At the dissolution of the monasteries, the chapel, Priory and Maison Dieu were all dissolved in 1544. The rest of its history is sketchy - immediately after the dissolution, it was probably still associated with the fortunes of the Maison Dieu and became part of a victualling store for the Navy, and later became a store-house for the shops which came to be built in Biggin Street.

In the middle of the 19th century it was converted into a two-floor building, and became a dwelling-house and forge. In 1943 artillery shells from the cross channel guns destroyed the two shops hiding the chapel on the Priory Road side, leaving the chapel itself untouched. Attempts to make it a Scheduled Ancient Monument in 1963 failed and it was scheduled for demolition, but on attracting interest from a local Catholic priest(Father Tanner) it was privately purchased two years later. From 1967, it underwent a one-year restoration project, using original medieval techniques (although at least 75 per cent of the building seen today is original), and reconsecrated in 1968 . During the restoration there was a 4-day archaeological investigation conducted by Brian Philp . In 1973 the building was protected with a grade II* listing. It is now an ecumenical chapel, and was for a time open to the public. It now rarely opens. It is maintained by The St Edmund of Abingdon Memorial Trust.
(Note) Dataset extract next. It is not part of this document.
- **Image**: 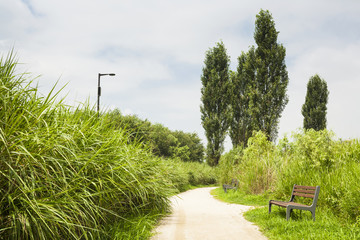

Though it is used for a Saturday morning Eucharist, a Christian Unity vigil, candle-lit services for the Feast Days of St Edmund and St Richard, it now opens to the public less frequently.
On Good Friday 18 April 2014 prayers were said in the chapel by the Archbishop of Canterbury The Most Reverend Justin Welby. This was probably the first visit by an Archbishop of Canterbury for many centuries.